Oh, and some theories of the dinosaur's demise posit climate change as the cause - and not in the sense of "the climate changed because a bloody great meteorite hit the Earth"

They debunked the "climate change on its' own" theory.
Climate shifts, a lot. Climate changes are a regular cycle, albeit a long one. There have been multiple ice ages, as evidence.
At the very least, the change caused by the meteorite impact (Which is, yes, the most supported theory) is what actually killed the dinosaurs.
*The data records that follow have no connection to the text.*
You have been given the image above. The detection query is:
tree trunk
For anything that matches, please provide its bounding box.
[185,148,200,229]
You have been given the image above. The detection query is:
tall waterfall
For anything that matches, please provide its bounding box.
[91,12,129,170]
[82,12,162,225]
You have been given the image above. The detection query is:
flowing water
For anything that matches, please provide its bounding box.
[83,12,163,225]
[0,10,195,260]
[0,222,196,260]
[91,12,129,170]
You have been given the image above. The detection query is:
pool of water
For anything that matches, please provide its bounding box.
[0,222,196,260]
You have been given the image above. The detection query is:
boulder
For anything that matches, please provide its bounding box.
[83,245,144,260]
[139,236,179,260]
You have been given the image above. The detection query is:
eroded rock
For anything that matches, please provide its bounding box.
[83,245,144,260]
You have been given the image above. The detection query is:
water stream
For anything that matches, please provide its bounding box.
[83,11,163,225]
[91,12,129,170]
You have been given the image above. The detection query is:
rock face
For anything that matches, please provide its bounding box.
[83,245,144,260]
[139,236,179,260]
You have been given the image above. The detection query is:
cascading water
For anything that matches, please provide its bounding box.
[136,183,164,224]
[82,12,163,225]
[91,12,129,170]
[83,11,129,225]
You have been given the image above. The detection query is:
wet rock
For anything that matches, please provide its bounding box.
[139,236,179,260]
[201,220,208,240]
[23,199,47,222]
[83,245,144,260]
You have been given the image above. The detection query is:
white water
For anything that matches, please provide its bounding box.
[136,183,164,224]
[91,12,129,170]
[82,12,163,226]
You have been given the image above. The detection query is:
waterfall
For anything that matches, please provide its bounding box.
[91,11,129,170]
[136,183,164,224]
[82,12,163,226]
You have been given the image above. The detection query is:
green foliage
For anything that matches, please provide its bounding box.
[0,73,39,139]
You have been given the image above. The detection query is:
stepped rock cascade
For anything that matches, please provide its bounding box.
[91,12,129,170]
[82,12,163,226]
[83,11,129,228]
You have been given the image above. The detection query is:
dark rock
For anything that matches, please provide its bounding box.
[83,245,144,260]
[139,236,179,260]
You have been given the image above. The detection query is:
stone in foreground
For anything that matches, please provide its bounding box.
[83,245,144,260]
Of course, that was going the other way - sort of a nuclear winter effect.
AHH i say 2 hell wid global warming itz are fault anyway.
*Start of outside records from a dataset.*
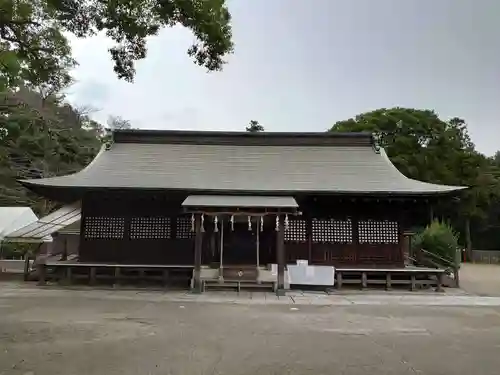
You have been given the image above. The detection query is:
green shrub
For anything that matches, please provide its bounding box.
[412,220,458,261]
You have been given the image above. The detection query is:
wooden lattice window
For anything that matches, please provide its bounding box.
[312,219,352,243]
[285,219,307,242]
[358,220,399,244]
[84,216,125,239]
[176,217,194,239]
[130,217,170,240]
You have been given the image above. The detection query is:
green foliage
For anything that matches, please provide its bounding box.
[0,0,233,93]
[492,151,500,167]
[0,88,103,214]
[330,107,500,222]
[412,220,458,261]
[107,116,132,130]
[245,120,264,133]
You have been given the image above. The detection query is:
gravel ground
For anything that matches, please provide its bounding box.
[0,283,500,375]
[460,263,500,296]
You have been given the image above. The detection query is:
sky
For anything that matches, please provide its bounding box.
[68,0,500,155]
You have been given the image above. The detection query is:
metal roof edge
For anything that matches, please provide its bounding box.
[16,145,109,189]
[378,147,469,194]
[113,129,374,146]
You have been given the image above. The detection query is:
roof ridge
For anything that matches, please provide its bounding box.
[113,129,374,146]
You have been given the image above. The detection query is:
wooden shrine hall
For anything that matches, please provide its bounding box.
[20,130,462,293]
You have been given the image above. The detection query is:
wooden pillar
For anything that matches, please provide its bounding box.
[192,214,203,293]
[36,262,46,285]
[276,215,285,296]
[306,216,312,264]
[89,267,97,285]
[351,214,360,263]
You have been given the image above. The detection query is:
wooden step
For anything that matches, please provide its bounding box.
[222,266,258,281]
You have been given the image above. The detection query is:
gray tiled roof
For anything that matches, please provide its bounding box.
[22,132,462,195]
[186,195,299,208]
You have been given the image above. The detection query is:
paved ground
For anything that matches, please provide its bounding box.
[0,283,500,375]
[460,263,500,296]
Did my post prompt you to ask this?
what i have to say about global warming is earth doesnt go in a straight circle so sometimes its closer to the sun and sometimes its not. i think the scientists know this but they want their pay.or they are just thinking for more complicated soulutions
Hgyuf wrote:
what i have to say about global warming is earth doesnt go in a straight circle so sometimes its closer to the sun and sometimes its not. i think the scientists know this but they want their pay.or they are just thinking for more complicated soulutions

Buddy, you are a moron. The Earth follows an elliptic pattern, but that is a yearly motion. If you were right, then global warming would be relative to seasons, not years, or decades, or damn near a century.
Hgyuf, just no. Global warming is in no way related to Milankovitch cycles, the ellipticity of the Earth's orbit, or anything varying the solar output we receive on Earth.

They can certainly be factors, but global warming based on greenhouse gas emissions best fits the current known data - specifically, that some layers of the atmosphere are /cooling/ while others are warming - which is predicted by climate models.